Quando Valenti si inventò 90° minuto, sfidando l’egemonia, fino a quel momento incontrastata, della Domenica Sportiva, avvenne, nella televisione italiana, un cambiamento che diede avvio a una nuova epoca. Un uomo sobrio e misurato come Valenti introdusse, infatti, la figura del mezzobusto riconoscibile, trasformando i giornalisti in personaggi e realizzando una narrazione familiare, meno formale ma non meno autorevole di quella della DS, con un calcio che entrava in casa con la parannanaza e volti noti divenuti quasi persone di famiglia,  come Tonino Carino, Luigi Necco e molti altri ancora.
In 90° minuto c’era tutto il buongusto della RAI di allora: un servizio pubblico orgoglioso di essere tale, appassionato e in sintonia con un’Italia che possedeva ancora il valore dell’umiltà, non inquinata dalla violenza, dalla ferocia e dall’odio con cui siamo chiamati a confrontarci in questa stagione.

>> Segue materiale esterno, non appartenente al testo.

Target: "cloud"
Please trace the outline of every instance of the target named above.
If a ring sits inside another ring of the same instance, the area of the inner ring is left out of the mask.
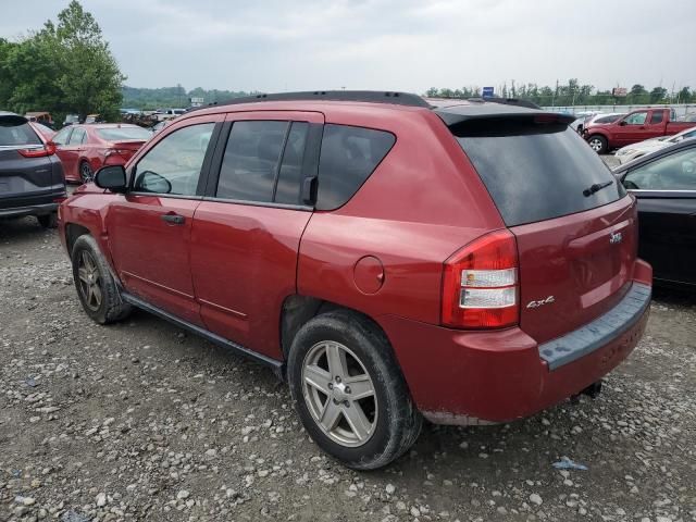
[[[67,3],[25,0],[0,36]],[[696,88],[696,2],[673,0],[84,0],[128,85],[234,90],[427,87],[576,77]]]

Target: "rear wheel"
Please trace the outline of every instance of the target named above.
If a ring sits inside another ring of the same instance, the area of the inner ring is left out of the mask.
[[[58,213],[37,215],[36,219],[44,228],[55,228],[58,226]]]
[[[77,296],[87,315],[99,324],[109,324],[130,313],[94,237],[85,234],[75,240],[72,261]]]
[[[83,161],[79,164],[79,178],[83,183],[89,183],[95,177],[95,174],[91,172],[91,166],[86,161]]]
[[[605,152],[607,152],[607,138],[605,138],[604,136],[595,134],[594,136],[587,138],[587,144],[589,145],[592,150],[594,150],[598,154],[604,154]]]
[[[384,334],[361,315],[309,321],[288,358],[290,391],[312,439],[349,468],[388,464],[418,438],[422,418]]]

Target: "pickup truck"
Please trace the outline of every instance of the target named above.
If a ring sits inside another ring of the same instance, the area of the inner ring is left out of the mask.
[[[583,138],[598,154],[650,138],[672,136],[694,126],[676,122],[673,109],[641,109],[627,113],[614,123],[589,124],[583,129]]]

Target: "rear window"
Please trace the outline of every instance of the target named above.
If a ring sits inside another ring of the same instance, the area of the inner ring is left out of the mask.
[[[530,119],[452,128],[508,226],[611,203],[626,192],[601,159],[563,124]],[[609,184],[589,196],[593,185]]]
[[[318,210],[341,207],[394,146],[393,134],[349,125],[324,125],[319,159]]]
[[[152,133],[141,127],[113,127],[98,128],[97,135],[107,141],[121,141],[125,139],[149,139]]]
[[[41,139],[28,123],[13,125],[0,120],[0,146],[13,145],[41,145]]]

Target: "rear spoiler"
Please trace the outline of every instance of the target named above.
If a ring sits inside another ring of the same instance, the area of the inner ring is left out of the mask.
[[[518,103],[487,103],[486,101],[487,100],[484,100],[481,104],[438,108],[435,109],[434,112],[448,127],[464,122],[483,120],[532,120],[537,123],[556,123],[561,125],[570,125],[575,121],[575,116],[571,114],[549,112],[538,108],[532,109]]]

Cinquant’anni e lo spezzatino delle partite con cui siamo costretti a fare i conti oggi. Cinquant’anni e la sensazione che di quella familiarità, di quella genuinità, di quella bonomia e di quel gusto per la vita e per un’idea gentile di giornalismo e del nostro stare insieme sia rimasto poco o nulla.
Cinquant’anni dalla nascita di 90° minuto e l’amara considerazione che di personalità come Valenti, Barendson e Pascucci non ce ne siano più.
Trent’anni senza Paolo Valenti e il dolore, non ancora attenuato, per una perdita che ha reso evidente a tutti un nuovo cambio d’epoca. Un’epoca, quella attuale, nella quale facciamo fatica a riconoscerci e che proprio non riusciamo ad apprezzare.